Posted on:2012-12-28Degree:Ph.DType:Dissertation
University:University of Alberta (Canada)Candidate:Nazemifard, NedaFull Text:PDF
GTID:1458390008999871Subject:Engineering
Abstract/Summary:
This dissertation investigates the size based separation of DNA molecules in nanoparticle arrays under asymmetric pulsed electrophoresis. Crystalline arrays of nanoparticles within microfluidic channels are fabricated using colloidal selfassembly, yielding structures with pore sizes ranging from a few nanometers to a few hundred nanometers. Angular separation of DNA molecules is achieved in these matrices using asymmetric pulsed field electrophoresis. The DNA migration mechanism in highly confined pores and the impact of pulse frequency and field magnitudes on DNA separation are studied.
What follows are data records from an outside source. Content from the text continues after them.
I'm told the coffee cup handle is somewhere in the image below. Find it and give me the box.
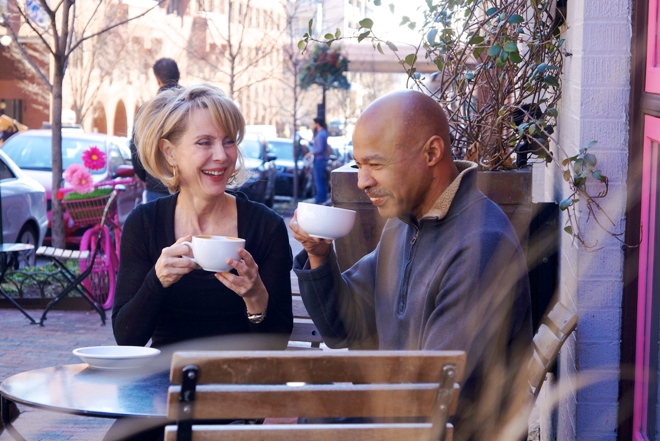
[181,240,197,263]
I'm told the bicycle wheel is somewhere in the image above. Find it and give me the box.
[80,227,117,309]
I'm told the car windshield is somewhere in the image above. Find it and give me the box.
[268,141,293,161]
[2,136,105,175]
[241,139,261,159]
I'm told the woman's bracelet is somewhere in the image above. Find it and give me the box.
[245,306,268,323]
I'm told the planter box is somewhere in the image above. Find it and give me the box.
[330,164,532,271]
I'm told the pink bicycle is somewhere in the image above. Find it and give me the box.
[62,178,133,309]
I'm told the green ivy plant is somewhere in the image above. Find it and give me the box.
[298,0,621,248]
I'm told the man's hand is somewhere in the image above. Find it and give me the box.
[289,210,332,269]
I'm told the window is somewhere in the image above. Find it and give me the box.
[646,0,660,93]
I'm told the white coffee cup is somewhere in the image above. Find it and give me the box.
[181,235,245,273]
[297,202,355,240]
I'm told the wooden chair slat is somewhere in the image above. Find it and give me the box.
[165,424,434,441]
[165,351,466,441]
[527,302,578,397]
[170,351,465,384]
[167,384,438,420]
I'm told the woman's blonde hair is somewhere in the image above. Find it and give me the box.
[133,84,249,193]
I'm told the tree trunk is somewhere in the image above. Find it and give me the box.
[51,65,66,248]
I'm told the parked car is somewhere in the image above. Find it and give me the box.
[238,133,277,207]
[268,138,314,199]
[2,130,144,247]
[0,151,48,266]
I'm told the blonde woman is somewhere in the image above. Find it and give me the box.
[112,85,293,349]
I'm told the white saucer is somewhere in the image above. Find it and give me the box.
[73,346,160,369]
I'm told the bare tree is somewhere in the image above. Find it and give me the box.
[188,0,284,106]
[2,0,165,248]
[281,2,320,206]
[66,4,132,124]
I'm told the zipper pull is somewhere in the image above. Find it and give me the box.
[410,228,419,245]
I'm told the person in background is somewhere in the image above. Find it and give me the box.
[106,85,293,439]
[289,90,532,441]
[307,118,330,204]
[130,58,180,202]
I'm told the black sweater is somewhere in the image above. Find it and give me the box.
[112,193,293,349]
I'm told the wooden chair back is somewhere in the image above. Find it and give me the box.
[527,302,578,398]
[165,351,465,441]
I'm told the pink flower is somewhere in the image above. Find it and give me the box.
[63,164,94,193]
[83,145,105,170]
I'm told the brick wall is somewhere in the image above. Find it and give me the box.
[546,0,631,441]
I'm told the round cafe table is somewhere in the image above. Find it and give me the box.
[0,363,170,423]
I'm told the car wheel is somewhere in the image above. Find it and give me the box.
[14,224,39,269]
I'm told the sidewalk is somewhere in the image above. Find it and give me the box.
[0,211,302,441]
[0,308,116,441]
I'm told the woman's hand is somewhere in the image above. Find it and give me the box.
[156,235,199,288]
[289,210,332,269]
[215,248,268,314]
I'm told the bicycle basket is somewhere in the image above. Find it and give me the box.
[62,194,116,227]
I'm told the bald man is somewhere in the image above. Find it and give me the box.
[289,90,532,440]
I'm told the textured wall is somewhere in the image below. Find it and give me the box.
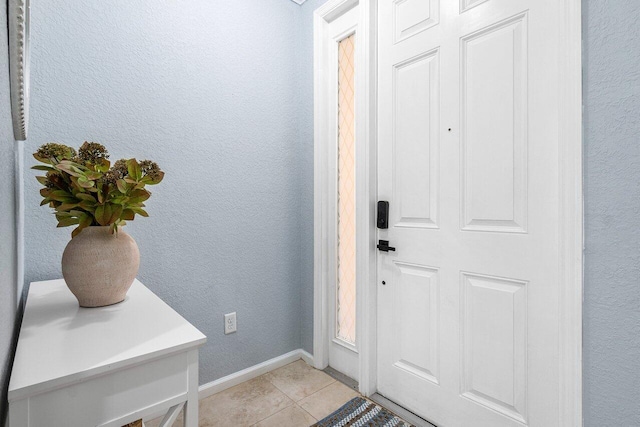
[0,2,20,426]
[25,0,302,383]
[583,0,640,427]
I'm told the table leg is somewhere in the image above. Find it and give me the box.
[184,349,198,427]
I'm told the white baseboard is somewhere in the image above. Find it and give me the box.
[298,349,314,367]
[198,349,313,399]
[144,348,313,421]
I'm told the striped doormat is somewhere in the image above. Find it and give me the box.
[311,397,414,427]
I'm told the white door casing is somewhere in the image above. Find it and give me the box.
[377,0,580,427]
[314,0,376,384]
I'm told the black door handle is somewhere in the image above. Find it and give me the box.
[377,240,396,252]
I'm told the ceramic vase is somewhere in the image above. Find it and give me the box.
[62,226,140,307]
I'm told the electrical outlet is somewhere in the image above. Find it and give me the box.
[224,311,236,335]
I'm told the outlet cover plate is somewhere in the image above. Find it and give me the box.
[224,311,237,335]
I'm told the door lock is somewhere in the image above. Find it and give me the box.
[377,240,396,252]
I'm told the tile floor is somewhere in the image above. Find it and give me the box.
[145,360,358,427]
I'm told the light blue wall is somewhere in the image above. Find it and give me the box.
[25,0,309,383]
[583,0,640,427]
[0,2,21,426]
[13,0,640,426]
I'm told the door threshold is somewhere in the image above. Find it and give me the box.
[322,366,437,427]
[369,393,437,427]
[322,366,359,392]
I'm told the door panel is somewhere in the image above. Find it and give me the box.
[378,0,560,427]
[460,13,527,232]
[392,51,439,228]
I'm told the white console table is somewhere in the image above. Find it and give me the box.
[8,279,206,427]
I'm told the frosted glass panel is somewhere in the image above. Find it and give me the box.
[336,35,356,343]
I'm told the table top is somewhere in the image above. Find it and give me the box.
[8,279,207,402]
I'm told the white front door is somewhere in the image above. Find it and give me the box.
[377,0,562,427]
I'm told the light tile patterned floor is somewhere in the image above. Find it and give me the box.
[145,360,358,427]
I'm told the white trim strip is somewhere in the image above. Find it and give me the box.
[198,349,313,399]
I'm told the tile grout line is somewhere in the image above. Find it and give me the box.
[261,368,336,404]
[296,404,320,422]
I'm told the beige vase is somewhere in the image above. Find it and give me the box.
[62,226,140,307]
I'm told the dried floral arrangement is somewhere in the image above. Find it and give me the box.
[32,141,164,238]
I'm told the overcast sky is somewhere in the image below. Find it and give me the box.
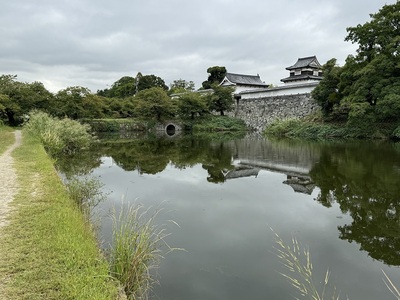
[0,0,396,92]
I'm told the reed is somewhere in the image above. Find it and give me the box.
[110,205,172,299]
[66,176,107,221]
[271,229,340,300]
[382,270,400,299]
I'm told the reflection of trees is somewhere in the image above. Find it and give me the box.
[202,142,233,183]
[56,148,102,178]
[102,136,238,182]
[310,143,400,265]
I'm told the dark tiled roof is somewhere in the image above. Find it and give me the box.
[286,55,322,70]
[225,73,268,86]
[281,75,323,82]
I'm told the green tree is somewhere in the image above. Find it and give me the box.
[97,76,136,98]
[311,58,342,115]
[202,66,226,89]
[177,92,208,119]
[340,1,400,117]
[52,86,107,120]
[136,72,168,92]
[0,75,53,125]
[169,79,195,94]
[135,87,175,121]
[208,85,235,116]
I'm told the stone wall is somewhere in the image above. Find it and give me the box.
[229,94,318,131]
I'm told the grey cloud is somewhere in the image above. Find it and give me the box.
[0,0,394,91]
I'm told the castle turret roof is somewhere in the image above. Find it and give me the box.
[286,55,322,70]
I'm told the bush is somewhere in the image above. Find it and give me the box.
[25,111,93,157]
[391,125,400,139]
[66,177,107,219]
[191,116,247,131]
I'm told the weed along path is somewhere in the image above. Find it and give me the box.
[0,130,22,299]
[0,130,22,229]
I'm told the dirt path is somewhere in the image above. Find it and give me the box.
[0,130,22,229]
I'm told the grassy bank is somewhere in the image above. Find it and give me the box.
[0,128,117,299]
[264,118,400,139]
[185,116,247,132]
[0,125,14,155]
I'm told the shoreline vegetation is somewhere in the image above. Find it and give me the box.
[0,127,118,300]
[263,114,400,140]
[0,112,399,299]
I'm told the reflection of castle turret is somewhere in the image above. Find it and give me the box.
[225,166,260,179]
[283,175,315,195]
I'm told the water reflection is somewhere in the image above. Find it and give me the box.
[55,135,400,299]
[310,142,400,265]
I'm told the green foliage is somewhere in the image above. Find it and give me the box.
[0,75,53,125]
[135,87,175,121]
[169,79,194,94]
[313,1,400,130]
[376,94,400,122]
[311,58,342,115]
[25,111,93,157]
[51,86,106,120]
[207,85,234,116]
[97,76,136,98]
[0,131,118,300]
[177,92,208,119]
[188,116,247,132]
[135,72,168,93]
[66,177,107,221]
[274,232,340,300]
[110,205,172,299]
[202,66,226,89]
[391,126,400,140]
[264,118,393,139]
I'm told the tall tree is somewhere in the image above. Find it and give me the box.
[0,75,53,125]
[311,58,342,115]
[97,76,136,98]
[136,73,168,92]
[345,1,400,110]
[135,87,175,121]
[208,85,235,116]
[177,92,208,119]
[202,66,226,89]
[169,79,194,94]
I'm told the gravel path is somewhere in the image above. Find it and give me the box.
[0,130,22,229]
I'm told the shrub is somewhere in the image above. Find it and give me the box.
[66,177,107,219]
[25,111,93,157]
[391,126,400,139]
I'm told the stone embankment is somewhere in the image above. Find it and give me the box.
[230,94,318,131]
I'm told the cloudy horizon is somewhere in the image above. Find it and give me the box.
[0,0,396,92]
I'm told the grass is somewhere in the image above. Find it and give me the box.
[0,124,14,155]
[25,111,93,157]
[109,205,177,299]
[185,116,247,132]
[264,119,396,139]
[0,132,118,300]
[382,270,400,299]
[66,176,107,218]
[273,231,340,300]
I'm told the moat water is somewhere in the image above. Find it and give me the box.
[60,135,400,300]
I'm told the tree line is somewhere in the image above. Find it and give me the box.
[0,67,233,125]
[312,1,400,126]
[0,0,400,127]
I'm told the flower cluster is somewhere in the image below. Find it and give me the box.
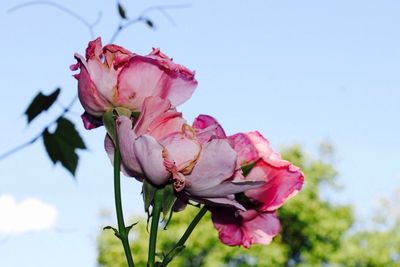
[71,38,304,248]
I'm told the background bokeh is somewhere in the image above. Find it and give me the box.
[0,0,400,267]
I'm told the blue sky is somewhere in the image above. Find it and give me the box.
[0,0,400,267]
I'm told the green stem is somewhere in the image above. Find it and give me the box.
[114,133,135,267]
[160,206,207,266]
[147,189,163,267]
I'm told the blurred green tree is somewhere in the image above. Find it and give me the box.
[98,145,400,267]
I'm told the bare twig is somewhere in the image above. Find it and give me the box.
[108,4,190,43]
[7,1,101,39]
[0,1,190,160]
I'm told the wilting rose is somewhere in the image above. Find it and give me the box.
[71,38,197,129]
[210,128,304,248]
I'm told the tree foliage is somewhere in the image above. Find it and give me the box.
[98,146,400,267]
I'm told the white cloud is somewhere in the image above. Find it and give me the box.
[0,195,57,234]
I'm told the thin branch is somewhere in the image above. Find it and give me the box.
[108,4,190,44]
[0,95,78,161]
[7,1,102,39]
[0,1,190,160]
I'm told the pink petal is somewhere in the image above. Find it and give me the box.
[192,115,226,143]
[76,55,112,116]
[118,56,197,110]
[229,133,259,166]
[86,37,102,60]
[186,139,236,196]
[246,131,291,167]
[133,135,171,185]
[134,97,185,140]
[211,208,243,246]
[240,211,280,248]
[81,111,103,130]
[245,161,304,211]
[210,208,280,248]
[191,180,264,198]
[162,134,201,173]
[103,44,134,69]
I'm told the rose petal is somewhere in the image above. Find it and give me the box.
[118,56,197,110]
[229,133,259,166]
[162,134,201,174]
[192,115,226,143]
[245,161,304,211]
[186,139,236,196]
[116,116,143,178]
[133,135,171,185]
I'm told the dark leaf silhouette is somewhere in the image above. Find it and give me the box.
[43,117,86,175]
[25,88,61,123]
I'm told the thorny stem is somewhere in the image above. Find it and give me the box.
[147,189,163,267]
[114,126,135,267]
[160,206,207,267]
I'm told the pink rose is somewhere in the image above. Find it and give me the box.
[105,97,263,209]
[71,38,197,129]
[193,115,304,248]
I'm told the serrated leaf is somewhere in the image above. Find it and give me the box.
[54,118,86,149]
[25,88,61,123]
[118,3,128,19]
[42,118,86,175]
[162,184,176,220]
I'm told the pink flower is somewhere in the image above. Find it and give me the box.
[105,97,263,209]
[210,207,280,248]
[194,115,304,248]
[71,38,197,129]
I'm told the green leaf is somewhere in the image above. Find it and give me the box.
[54,118,86,149]
[162,184,176,220]
[25,88,61,123]
[125,222,139,234]
[241,163,255,177]
[42,118,86,175]
[118,3,128,19]
[103,107,133,143]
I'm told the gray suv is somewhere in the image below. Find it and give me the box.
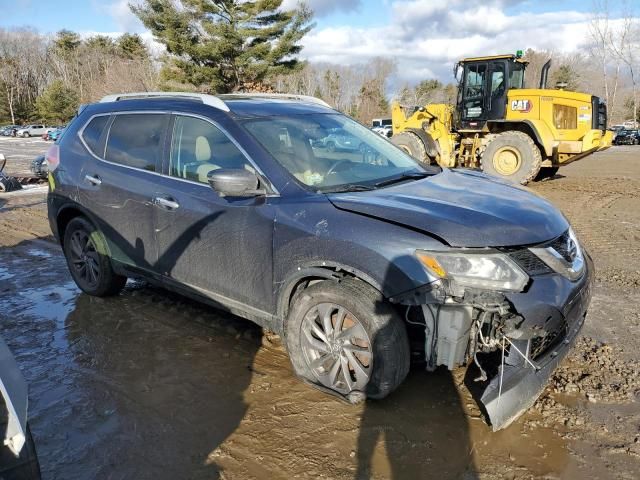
[47,93,593,429]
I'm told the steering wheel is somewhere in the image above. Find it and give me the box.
[325,159,351,177]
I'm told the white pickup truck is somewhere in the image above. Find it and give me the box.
[16,124,51,137]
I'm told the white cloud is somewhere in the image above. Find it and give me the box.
[93,0,144,33]
[282,0,361,17]
[302,0,589,82]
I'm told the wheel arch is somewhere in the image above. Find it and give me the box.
[276,262,382,332]
[487,120,553,158]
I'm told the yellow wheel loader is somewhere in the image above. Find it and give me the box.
[391,52,612,185]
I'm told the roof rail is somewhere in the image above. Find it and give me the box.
[222,93,333,108]
[100,92,229,112]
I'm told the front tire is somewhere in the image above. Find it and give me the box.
[0,402,40,480]
[286,279,410,402]
[63,217,127,297]
[481,130,542,185]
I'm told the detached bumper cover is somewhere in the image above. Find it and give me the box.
[480,273,591,431]
[0,338,27,457]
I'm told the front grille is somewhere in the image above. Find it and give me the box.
[509,248,552,275]
[529,321,567,360]
[553,104,578,130]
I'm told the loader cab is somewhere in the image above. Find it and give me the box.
[455,55,527,131]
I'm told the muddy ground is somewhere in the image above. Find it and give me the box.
[0,139,640,479]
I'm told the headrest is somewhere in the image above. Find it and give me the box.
[196,136,211,162]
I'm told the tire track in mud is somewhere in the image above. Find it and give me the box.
[532,178,640,288]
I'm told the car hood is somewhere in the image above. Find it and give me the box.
[328,169,569,247]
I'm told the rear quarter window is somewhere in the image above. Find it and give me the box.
[104,113,168,172]
[81,115,109,158]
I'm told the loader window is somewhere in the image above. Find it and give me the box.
[509,62,524,88]
[464,63,487,118]
[491,63,505,97]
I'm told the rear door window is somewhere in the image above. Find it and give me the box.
[104,113,169,172]
[81,115,109,158]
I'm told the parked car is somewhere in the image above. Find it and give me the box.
[315,128,364,152]
[613,130,640,145]
[47,93,593,429]
[0,338,40,480]
[0,125,21,137]
[48,125,66,142]
[16,124,48,137]
[31,155,49,178]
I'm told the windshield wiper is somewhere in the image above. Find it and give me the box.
[320,183,375,193]
[375,172,433,188]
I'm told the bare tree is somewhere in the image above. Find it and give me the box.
[609,1,640,122]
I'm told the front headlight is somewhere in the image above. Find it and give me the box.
[416,250,529,292]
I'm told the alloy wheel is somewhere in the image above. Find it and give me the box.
[300,303,373,394]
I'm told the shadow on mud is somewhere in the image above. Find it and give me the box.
[65,287,261,478]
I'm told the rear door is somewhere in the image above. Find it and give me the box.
[156,115,274,315]
[80,112,170,272]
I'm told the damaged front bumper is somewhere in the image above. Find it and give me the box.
[480,272,591,431]
[396,252,594,431]
[0,338,27,457]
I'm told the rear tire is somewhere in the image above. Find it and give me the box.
[390,132,431,165]
[63,217,127,297]
[286,279,410,403]
[481,130,542,185]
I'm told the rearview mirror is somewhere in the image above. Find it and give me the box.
[207,168,267,197]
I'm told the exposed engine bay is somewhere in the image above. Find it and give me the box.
[404,284,588,431]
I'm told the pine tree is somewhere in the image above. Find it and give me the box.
[131,0,312,93]
[36,80,79,123]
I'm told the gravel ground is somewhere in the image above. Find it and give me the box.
[0,142,640,479]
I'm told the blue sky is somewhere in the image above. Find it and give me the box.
[0,0,588,33]
[0,0,624,83]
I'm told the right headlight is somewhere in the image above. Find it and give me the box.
[416,250,529,292]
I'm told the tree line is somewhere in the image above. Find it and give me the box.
[0,0,640,124]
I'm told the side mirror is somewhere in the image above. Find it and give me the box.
[207,168,267,197]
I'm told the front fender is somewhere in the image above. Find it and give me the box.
[0,338,28,457]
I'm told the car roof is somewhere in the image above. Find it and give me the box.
[87,92,335,117]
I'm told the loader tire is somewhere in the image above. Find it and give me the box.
[391,132,431,165]
[481,130,542,185]
[286,279,411,403]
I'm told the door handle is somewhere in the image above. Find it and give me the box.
[84,175,102,187]
[153,197,180,210]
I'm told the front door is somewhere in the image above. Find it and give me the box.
[486,61,508,120]
[156,115,274,312]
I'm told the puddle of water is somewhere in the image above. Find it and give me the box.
[27,248,52,258]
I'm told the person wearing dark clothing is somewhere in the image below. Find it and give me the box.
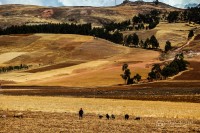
[125,114,129,120]
[79,108,84,119]
[106,114,110,120]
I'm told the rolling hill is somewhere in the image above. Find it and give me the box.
[0,2,182,28]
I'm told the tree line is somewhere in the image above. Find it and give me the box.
[0,23,123,43]
[148,53,189,81]
[167,4,200,24]
[132,10,161,29]
[124,33,160,49]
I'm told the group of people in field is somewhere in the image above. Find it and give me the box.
[79,108,134,120]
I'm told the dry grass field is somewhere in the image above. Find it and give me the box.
[0,2,200,133]
[0,96,200,133]
[0,34,159,87]
[0,111,200,133]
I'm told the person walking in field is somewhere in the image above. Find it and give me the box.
[79,108,84,119]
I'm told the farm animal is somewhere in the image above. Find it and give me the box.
[106,114,110,120]
[111,114,115,120]
[124,114,129,120]
[14,113,23,118]
[135,116,141,120]
[99,115,103,119]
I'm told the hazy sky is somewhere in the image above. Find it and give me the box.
[0,0,200,6]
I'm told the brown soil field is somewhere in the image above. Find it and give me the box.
[25,61,83,73]
[0,111,200,133]
[1,81,200,103]
[174,61,200,80]
[0,2,182,27]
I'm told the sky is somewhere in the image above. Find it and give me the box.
[0,0,200,7]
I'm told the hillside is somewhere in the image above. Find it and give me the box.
[0,2,181,28]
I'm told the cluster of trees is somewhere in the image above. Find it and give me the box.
[183,4,200,24]
[0,23,123,43]
[165,41,172,52]
[121,64,142,85]
[167,11,181,23]
[167,4,200,24]
[125,33,159,49]
[148,53,189,81]
[0,64,29,73]
[104,20,131,31]
[188,30,194,39]
[132,10,160,29]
It is observed that in confinements smaller than the persistence length of DNA, the DNA molecule is fully stretched and can be treated as a persistent chain due to its bending elasticity. The frequency response of DNA separation is also investigated, showing four distinct regions in frequency response curve; a low frequency rise, a plateau, a subsequent decline, and a second plateau at higher frequencies. It is shown that this frequency response is governed by the relation between the pulse time, relaxation time, and the reorientation time of DNA. Real-time videos of single DNA migrating under high frequency pulsed electric field show the DNA no longer follows the ratchet mechanism seen at lower frequencies, but reptates along the average direction of the two electric fields. A freely-jointed-chain model of DNA is developed to calculate the frequency response of a chain under a pulsed external force. The model exhibits a similar variation of angular separation with frequency.;Finally, the role of order within a separation matrix on DNA separation efficiency is studied systematically. Colloidal arrays with two different sized nanoparticles mixed in various proportions are prepared, yielding structures with different degrees of disorder. Radial distribution functions and orientational order parameters are calculated to characterize the scale of disorder. The DNA separation resolution is quantified for each structure, showing a strong dependence on order within the structure. Ordered structures give better separation resolution than highly disordered structures. However, the variation of separation performance with order is not monotonic, showing a small, but statistically significant improvement in structures with short range order compared to those with long range order.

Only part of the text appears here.